Anti-Corruption Compliance: How well are your overseas agents behaving?

By Conor J. Cronin
March 25, 2014

On August 15, 2013, Nazir Karigar was convicted of bribing an Indian official in order to facilitate the execution of a multi-million dollar contract under Corruption of Foreign Public Officials Act (CFPOA). He wasn’t convicted in India, where the crime took place, but in Canada under Canadian law. Karigar acted as an agent for Crypto Metric, a Canadian company dealing with security technology. Karigar is scheduled to be sentenced in April.

Any Canadian company doing business overseas or even planning to do business overseas must be aware of the CFPOA and its provisions. Any person who bribes a public official, directly or indirectly in order to obtain an “advantage in the course of business” is guilty of an offence under the CFPOA. This means that even if an agent pays a bribe, the company can be charged for indirectly attempting to unlawfully influence a foreign public official.

The penalties for violating the CFPOA are severe and there is no limitation period.

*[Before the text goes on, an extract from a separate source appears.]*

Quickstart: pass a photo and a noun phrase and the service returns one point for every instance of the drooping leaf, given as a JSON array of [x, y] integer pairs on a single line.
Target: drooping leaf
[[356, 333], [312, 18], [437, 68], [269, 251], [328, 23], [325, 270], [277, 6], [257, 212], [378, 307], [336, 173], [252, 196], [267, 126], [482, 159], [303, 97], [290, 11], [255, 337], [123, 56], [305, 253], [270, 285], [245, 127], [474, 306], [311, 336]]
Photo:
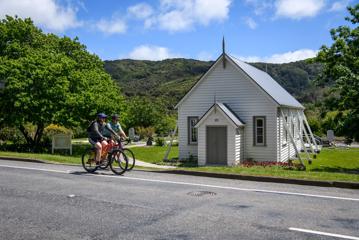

The maximum sentence is 14 years in prison. Any Canadian citizen, permanent resident, or corporation incorporated in Canada could be prosecuted regardless of where the act of corruption occurred and regardless of whether the act had any connection to Canada. Corruption perpetrated by a Canadian entity for whatever reason, wherever in the world can be prosecuted under the CFPOA.

There are several actions companies and their leaders can take to minimize risk and best ensure compliance with the CFPOA:

  1. Enact governance policies which discourage corruption, and make every agent, employee, contractor, and sub-contractor aware of these policies. Someone in a leadership role in your company should take ownership of your compliance program to show your employees, customers, and the public that you are serious about compliance.
  2. Include mechanisms for reporting corruption and encourage whistle blowing. Employees who witness or become aware of corruption in your company’s practices should feel as though they can report straight to the President or CEO.
  3. In any agreement involving foreign entities or agents, carefully consider the language of clauses regarding non-tolerance for corruption and include covenants that specifically forbid a contractor from making unlawful payments or performing other corrupt acts.
  4. As part of any due diligence with a foreign entity, consider including a corruption risk assessment. Also, identify where your company is at risk of violating the CFPOA and evaluate whether bribery may be a matter of course/ordinary business in the places you currently do business. Involve counsel to help ensure communications remain privileged.

Few cases have been tried under the CFPOA, but with the Karigar conviction and several guilty pleas by Canadian companies, obtained by the RCMP and crown prosecutors and over 30 open investigations, that trend is changing.

Still permitted is something called “facilitation payments”. These are payments to officials that are customary in the country in which the payment is made. However, under Bill S-13, on a date to be fixed, this provision will be removed and any so-called “facilitation payments” will constitute a violation of the CFPOA.

Businesses must foster a culture whereby corruption of any kind is not tolerated. Employees, contractors and agents should be aware of specific company policies related to corruption, bribery, and the CFPOA. They should be encouraged to report any corruption they witness or become aware of. The CEO and board of directors should lead by example.

Note as well that many countries have their own anti-corruption laws. Canadian companies doing business in the US or the United Kingdom must comply with the Foreign Corrupt Practices Act and the Bribery Act, 2010 as well as the CFPOA.